Num ambiente de grande alegria, próprio do Tempo Pascal, teve lugar a canonização de João XXIII e de João Paulo II. Este acontecimento, de grande relevo na vida de muitos cristãos, fala-nos de fidelidade e anima-nos a regressar às raízes da nossa vocação cristã uma vez e outra, com a memória e com a oração.

Comentando o Evangelho da Vigília Pascal, o Papa recordava que o Senhor chamou os primeiros discípulos na Galileia. Por isso, o convite do Ressuscitado a voltar à Galileia, onde O poderiam ver e estar com Ele, era um convite a voltar lá, a voltar ao lugar da primeira chamada . E o Santo Padre concretizava: Também para cada um de nós há uma «Galileia», no princípio do caminho com Jesus. «Partir para a Galileia» significa uma coisa formidável, significa redescobrirmos o nosso Batismo como fonte viva, tirarmos energia nova da raiz da nossa fé e da nossa experiência cristã. Voltar para a Galileia significa antes de mais regressar lá, àquele ponto incandescente onde a Graça de Deus me tocou no início do caminho. É desta centelha que posso acender o fogo para o dia de hoje, para cada dia, e levar calor e luz aos meus irmãos e às minhas irmãs [1].

Estas palavras vêm como o anel ao dedo no princípio do mês de maio, em que o entusiasmo apostólico ganha novo impulso por intercessão da Santíssima Virgem. Assim nos animou S. Josemaria a aproveitá-lo, particularmente desde que, em 1935, começou o costume da romaria de maio. Muitos de vós conheceis a tradição – até a tereis vivido pessoalmente – de bastantes cristãos que, ao longo deste mês, procuram oferecer flores a Nossa Senhora: essas pequenas flores dos nossos propósitos, essas violetas humildes e escondidas que apanhamos ao longo do dia [2].
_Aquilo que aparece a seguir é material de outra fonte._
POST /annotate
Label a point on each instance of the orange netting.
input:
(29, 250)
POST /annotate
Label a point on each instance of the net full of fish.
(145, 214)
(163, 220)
São os ensinamentos que o nosso Padre continuamente nos transmitiu. Desde sempre nos garantiu que a nossa vida se pode comparar, sendo nós homens duros e fortes, à de um miúdo pequeno a quem levam a passear pelo campotereis visto tantas vezes a cenae apanha uma florinha aqui, outra ali e outras… Flores pequenas e simples, que passam despercebidas aos adultos, mas que ele, como é criança, vê, e junta-as até fazer um ramalhete, para oferecer à mãe, que olha para ele com ternura [3].

S. Josemaria, que nunca se quis apresentar como modelo de nada, só admitia uma exceção: se nalguma coisa gostava que me imitásseis é no amor que tenho a Nossa Senhora [4]. Com piedade e confiança de filho, cada dia se dirigia à Mãe do Ceu com as orações que aprendera em pequeno. São frases ardentes e simples, dirigidas a Deus e à Sua Mãe, que é nossa Mãe. De manhã e à tarde, não um dia, mas habitualmente, ainda renovo aquele oferecimento que os meus pais me ensinaram: Ó Senhora minha, ó minha Mãe, eu me ofereço todo a Vós. E, em prova da minha devoção para convosco, Vos consagro neste dia os meus olhos, os meus ouvidos, a minha boca, o meu coração... Não será isto, de algum modo, um princípio de contemplação, uma demonstração evidente de confiante abandono? [5]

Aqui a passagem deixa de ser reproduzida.